I am trying to write a simple CUDA kernel that swaps pairs of columns in a square matrix and puts a sign on one of them:

using CUDA, BenchmarkTools
function swap_and_sign!(A::Matrix)
n = size(A, 1) ÷ 2
for i in 1:2n
for j in 2:2:2n
A[i,j], A[i,j-1] = A[i,j-1], -A[i,j]
end
end
nothing
end
function swap_and_sign!(A::CuArray)
n = size(A, 1) ÷ 2
threads = n
blocks = 2n
@inline function kernel(data)
i, j = blockIdx().x, 2 * threadIdx().x
data[i,j], data[i,j-1] = data[i,j-1], -data[i,j]
nothing
end
@cuda threads=threads blocks=blocks kernel(A)
nothing
end
arr = rand(1000, 1000)
cuarr = arr |> cu
@btime CUDA.@sync swap_and_sign!(cuarr)
# 2.469 ms (19 allocations: 576 bytes)
@btime swap_and_sign!(arr)
# 1.563 ms (0 allocations: 0 bytes)

As you see, even for a 1000×1000 matrix this is slower than running the same on the CPU. Is there something more clever I could do with indexing and number of threads and blocks to speed things up, or is this performance expected?

For reference, the GPU is a GeForce MX250 (so not the beefiest) and the CPUa Intel i7-10850H @ 2.7GHz

If I remember correctly there might be special things to do to properly benchmark GPU cude, besides just CUDA.@sync. But a quick fix you could try is switching your array to Float32, that’s usually the type for which GPUs are optimized.

There’s many optimizations you could apply, from making sure there’s no exceptions, optimizing the iteration order to maximize coalescing, optimizing the launch configuration, etc. See Performance Tips · CUDA.jl for a couple of Julia-specific hints, but ultimately this is a CUDA optimization problem.

That said, your GPU just seems extraordinarily underpowered here. On my workstation with high-end CPU and GPU hardware, I get 500us for the CPU version, and 36us for the GPU version.

What specifically are you thinking about? Just doing CUDA.@sync should be sufficient. There’s also the integrated profiler, of course (CUDA.@profile and CUDA.@bprofile) which show a lot of additional information that could help optimize this.

function swap_and_sign_transpose!(A::Matrix)
n = size(A, 1) ÷ 2
@inbounds for j in 2:2:2n
for i in 1:2n
A[i,j], A[i,j-1] = A[i,j-1], -A[i,j]
end
end
nothing
end

if you want to improve the CPU’s performance.
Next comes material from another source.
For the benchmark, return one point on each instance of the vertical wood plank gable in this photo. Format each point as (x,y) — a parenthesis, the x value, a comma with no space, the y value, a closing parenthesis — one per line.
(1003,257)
Replace @inbounds with Polyester.@batch if you want multithreading.

Regarding making the type Float32: Sending the array to the GPU via arr |> cu seems to do that automatically. cuarr shows as CuArray{Float32, 2, CUDA.DeviceMemory}.
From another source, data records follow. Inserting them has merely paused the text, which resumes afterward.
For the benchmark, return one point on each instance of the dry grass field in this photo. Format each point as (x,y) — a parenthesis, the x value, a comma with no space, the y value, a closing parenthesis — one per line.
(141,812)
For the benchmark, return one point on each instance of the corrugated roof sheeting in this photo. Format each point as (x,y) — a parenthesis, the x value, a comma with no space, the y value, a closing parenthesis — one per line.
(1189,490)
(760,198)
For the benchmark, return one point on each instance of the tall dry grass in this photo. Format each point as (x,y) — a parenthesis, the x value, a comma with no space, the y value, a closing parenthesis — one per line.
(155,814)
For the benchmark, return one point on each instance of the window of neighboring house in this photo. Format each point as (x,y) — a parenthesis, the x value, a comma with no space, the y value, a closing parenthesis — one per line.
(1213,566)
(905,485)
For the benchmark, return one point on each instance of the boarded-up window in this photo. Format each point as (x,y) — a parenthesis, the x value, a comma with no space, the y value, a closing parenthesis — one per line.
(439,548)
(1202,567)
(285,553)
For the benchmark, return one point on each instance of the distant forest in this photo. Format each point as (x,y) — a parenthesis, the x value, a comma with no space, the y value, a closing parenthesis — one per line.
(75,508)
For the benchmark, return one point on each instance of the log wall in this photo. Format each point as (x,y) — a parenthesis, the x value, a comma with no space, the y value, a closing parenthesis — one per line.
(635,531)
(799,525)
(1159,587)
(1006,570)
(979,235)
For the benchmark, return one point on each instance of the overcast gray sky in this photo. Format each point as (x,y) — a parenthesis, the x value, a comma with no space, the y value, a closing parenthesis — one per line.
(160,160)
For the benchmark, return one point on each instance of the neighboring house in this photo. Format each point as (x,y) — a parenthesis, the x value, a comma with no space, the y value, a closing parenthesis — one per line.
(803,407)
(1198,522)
It turned out it was indeed mostly the GPU being enormously underpowered. Running the same code on a proper GPU gave me similar numbers to yours and further optimising as shown below made it even faster. But since the main culprit was the weak GPU and not actually something enourmously stupid in the code I am gonna accept that answer.
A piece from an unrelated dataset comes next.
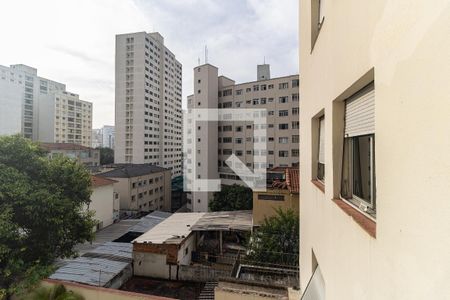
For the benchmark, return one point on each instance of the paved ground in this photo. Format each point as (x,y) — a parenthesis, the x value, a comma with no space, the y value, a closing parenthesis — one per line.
(107,234)
(183,290)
function swap_and_sign!(A::CuArray)
n = size(A, 1) ÷ 2
@inline function kernel_fun!(data)
i = (blockIdx().x-1) * blockDim().x + threadIdx().x
i_stride = gridDim().x * blockDim().x
# multiply with 2 here for correct indexing.
j = 2*((blockIdx().y-1) * blockDim().y + threadIdx().y)
j_stride = 2 * gridDim().y * blockDim().y
while i <= 2n
while j <= 2n
data[i,j], data[i,j-1] = data[i,j-1], -data[i,j]
j += j_stride
end
i += i_stride
end
nothing
end
kernel = @cuda launch=false kernel_fun!(A)
config = launch_configuration(kernel.fun)
# this seemed to give the faster iteration order
threads_x = min(2n, config.threads)
threads_y = min(fld(config.threads, threads_x), n) # put all remaining threads in here
blocks_y = cld(n, threads_y)
blocks_x = cld(2n, threads_x)
threads = (threads_x, threads_y)
blocks = (blocks_x, blocks_y)
CUDA.@sync kernel(A; threads, blocks)
nothing
end